Auf diese Weise wollte man sich von denen absondern, die Bier als vulgäres, billiges Gesöff betrachteten oder deren Bier so schlecht war, dass die Brauer eine Gefahr für die Menschen darstellten.

Und damit man erkannte, wer zum Zirkel dieser ›Reinen Brauer‹ gehört, brauchte es ein geheimes Zeichen. Aus irgendeinem Grund, frag mich bitte nicht warum, fiel die Wahl auf das Hexagramm.

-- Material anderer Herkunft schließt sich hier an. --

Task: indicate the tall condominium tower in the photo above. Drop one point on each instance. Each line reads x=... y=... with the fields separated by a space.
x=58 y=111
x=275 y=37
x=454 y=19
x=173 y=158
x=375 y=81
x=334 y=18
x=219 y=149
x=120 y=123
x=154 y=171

Ich habe sagen hören, der Stern stehe für unsere wichtigen Brau-Elemente: Die Erde, auf der wir beim Brauen stehen, das Wasser, welches ein wichtiger Teil des Bieres ist, die Luft, die das Bier gären macht und das Feuer, das uns die Würze kocht. Die beiden anderen Zacken symbolisieren angeblich unsere beiden Rohstoffe:

Das Korn, aus dem die Essenz des Bieres kommt, und die Kräuter, beziehungsweise heute der Hopfen, der dem Bier die Würze gibt.

Ich weiß nicht, ob es stimmt. Aber an diesem Stern kannst du erkennen, ob ein Brauer unserem Ethos verpflichtet ist.

Solltest du später in deinem Leben einmal andere Brauhäuser besuchen, schau im Maischbottich nach, ob du das Hexagramm findest.«

Dann sah er Niklas mit feierlicher Miene an und nahm ihm das Gelöbnis ab, zu den ›Reinen Brauern‹ zu gehören.

»Dieser Eid bindet dich ein Leben lang.«

Niklas versprach, immer fest zu dieser Verpflichtung zu stehen, obwohl er nicht ahnen konnte, auf wie viele Proben diese Standfestigkeit in seinem weiteren Leben noch gestellt werden würde.